Below are pictures of the .tif files from this step. The .jpg files look the same with the same displacement with this new algorithm. All of them aligned pretty well with this algorithm except for emir.tiff, which I will show in the next section.

Image of the harvesters before and after alignment. Displacement: R(123,14) G(59,17)

Image of the icon before and after alignment. Displacement: R(89,23) G(40,17)

Image of the lady before and after alignment. Displacement: R(116,12) G(54,9)

Image of the self portrait before and after alignment. Displacement: R(174,37) G(78,29)

Image of the three generations before and after alignment. Displacement: R(111,12) G(52,14)

Image of the train before and after alignment. Displacement: R(87,32) G(43,6)

Image of the turkmen before and after alignment.

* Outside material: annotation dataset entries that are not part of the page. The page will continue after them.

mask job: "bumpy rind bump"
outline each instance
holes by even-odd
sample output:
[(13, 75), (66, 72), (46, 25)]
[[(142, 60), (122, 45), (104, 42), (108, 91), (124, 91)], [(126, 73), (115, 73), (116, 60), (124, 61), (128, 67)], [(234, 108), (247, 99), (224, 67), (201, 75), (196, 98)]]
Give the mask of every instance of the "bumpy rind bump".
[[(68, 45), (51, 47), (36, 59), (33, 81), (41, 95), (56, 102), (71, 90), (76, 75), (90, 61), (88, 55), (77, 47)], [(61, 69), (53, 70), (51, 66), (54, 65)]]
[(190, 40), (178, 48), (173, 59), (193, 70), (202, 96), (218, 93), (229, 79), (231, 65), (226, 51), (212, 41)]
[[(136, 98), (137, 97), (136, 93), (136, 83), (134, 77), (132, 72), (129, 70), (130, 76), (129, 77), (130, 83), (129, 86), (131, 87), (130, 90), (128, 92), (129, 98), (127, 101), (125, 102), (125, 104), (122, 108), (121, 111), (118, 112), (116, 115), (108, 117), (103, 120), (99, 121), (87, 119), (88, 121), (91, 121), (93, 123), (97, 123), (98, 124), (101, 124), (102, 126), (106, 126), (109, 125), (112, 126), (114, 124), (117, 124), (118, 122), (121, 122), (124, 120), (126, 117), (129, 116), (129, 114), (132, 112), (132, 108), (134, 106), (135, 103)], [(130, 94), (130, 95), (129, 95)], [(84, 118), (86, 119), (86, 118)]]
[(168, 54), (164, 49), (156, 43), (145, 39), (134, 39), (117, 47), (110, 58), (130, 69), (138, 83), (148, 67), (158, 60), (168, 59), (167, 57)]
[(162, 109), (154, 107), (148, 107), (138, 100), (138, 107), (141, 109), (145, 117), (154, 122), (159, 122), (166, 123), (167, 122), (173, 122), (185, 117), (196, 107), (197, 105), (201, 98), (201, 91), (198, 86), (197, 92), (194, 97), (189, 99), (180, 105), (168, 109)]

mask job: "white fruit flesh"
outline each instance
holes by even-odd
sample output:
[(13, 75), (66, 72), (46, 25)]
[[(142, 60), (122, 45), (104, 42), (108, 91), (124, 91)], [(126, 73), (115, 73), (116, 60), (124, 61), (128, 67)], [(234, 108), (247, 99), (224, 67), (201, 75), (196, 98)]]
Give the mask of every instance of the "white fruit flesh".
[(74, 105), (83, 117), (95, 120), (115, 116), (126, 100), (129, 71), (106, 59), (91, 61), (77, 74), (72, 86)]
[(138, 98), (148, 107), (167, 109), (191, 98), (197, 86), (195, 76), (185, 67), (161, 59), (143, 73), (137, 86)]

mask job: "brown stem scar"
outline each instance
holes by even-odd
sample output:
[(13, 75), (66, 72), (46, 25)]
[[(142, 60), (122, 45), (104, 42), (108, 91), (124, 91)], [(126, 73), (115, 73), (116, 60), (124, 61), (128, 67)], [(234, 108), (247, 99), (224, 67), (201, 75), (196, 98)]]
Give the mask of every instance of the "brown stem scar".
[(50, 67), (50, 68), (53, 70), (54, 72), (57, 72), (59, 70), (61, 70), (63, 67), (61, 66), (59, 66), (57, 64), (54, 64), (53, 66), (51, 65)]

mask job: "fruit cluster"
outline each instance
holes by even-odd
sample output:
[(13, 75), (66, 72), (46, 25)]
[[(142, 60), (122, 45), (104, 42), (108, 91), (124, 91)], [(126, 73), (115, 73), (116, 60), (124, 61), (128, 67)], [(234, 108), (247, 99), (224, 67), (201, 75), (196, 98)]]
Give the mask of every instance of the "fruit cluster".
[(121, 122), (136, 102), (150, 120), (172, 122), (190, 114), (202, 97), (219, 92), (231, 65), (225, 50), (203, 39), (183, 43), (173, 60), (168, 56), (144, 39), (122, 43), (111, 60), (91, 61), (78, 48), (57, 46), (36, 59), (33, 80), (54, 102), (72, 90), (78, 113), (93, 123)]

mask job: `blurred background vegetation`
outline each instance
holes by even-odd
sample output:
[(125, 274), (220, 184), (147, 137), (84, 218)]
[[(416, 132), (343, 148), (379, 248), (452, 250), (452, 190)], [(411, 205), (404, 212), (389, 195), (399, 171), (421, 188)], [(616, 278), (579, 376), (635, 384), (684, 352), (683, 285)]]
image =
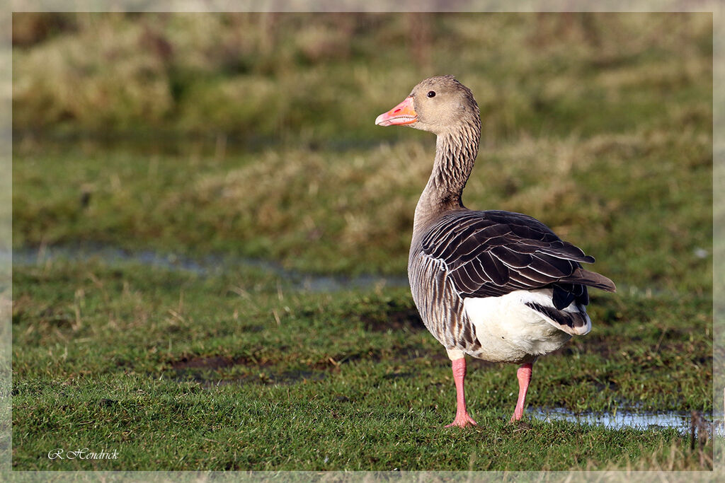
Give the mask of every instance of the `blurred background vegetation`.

Displacement: R(116,28) G(56,21)

Image of the village before and after alignment. Displacement: R(137,22) G(65,12)

Phase 3

Aligning Emir.tif

I haven't shown emir.tif yet, and that is because the alignment was terrible after my algorithm in phase 2. In my third phase, I experimented some more with just emir.tif

The color of emir’s robe is blue, so it has a very high value for the B plate, and a 0 value for the R plate. This means that the reason emir probably failed during my algorithm in phase 2 was because I couldn’t line up the red and blue pixels by value. I noticed that the blue and green lined up well from Phase 2, so I decided to switch the alignments. Instead, for this iteration, I lined up the blue plate and red plate with the green plate, and that worked much better.

The results are displayed below:

Image of Emir before alignment (farthest left), aligned with my algorithm in phase two (middle), and aligned with my new algorithm in phase 3 (right).

For the last image that aligned the best, Displacement: R(57,17) G(-49,-24)

Phase 4

Automatic Contrast

In this section I experimented with automatic contrasting. My algorithm was very simple. In order to increase the contrast, I multiplied the value of each current pixel by 1.2, and also decreased all pixel values less than 0.09 to 0. This worked pretty well on the .tif files that had lower contrast to begin with, but not as well as the .jpg files

The results for a few of the images are displayed as follows. I cropped the images to show the contrast between each photo a little better:

Shows the contrast between emir before and after the automatic contrast algorithm was applied. Becasue of the huge contrast in pixel value between the sky and the grass beforehand, this photo was the most sensitive to my algorithm.

Shows the contrast between emir before and after the automatic contrast algorithm was applied. For this photo, because the photo has less original contrast, the biggest effect my algorithm had on emir was the increase in whiteness of the wall and turban.

Shows the contrast between lady before and after the automatic contrast algorithm was applied.

Shows the contrast between self portrait before and after the automatic contrast algorithm was applied.

Phase 5

Extra Photos

I found out this algorithm works really well for many other photos in the Library of Congress' collection. Here are some of my favorites!

Applied the algorithm on both sizes for the tif files, the larger image is above, and the smaller one is below. I didn't find a huge difference in image quality to the naked eye.

Another picture from the library of congress! I'm impressed how well this one lined up. I picked it because I thought that it's original photos had different contrasts for RGB values.

Picked this one because I simply love the building.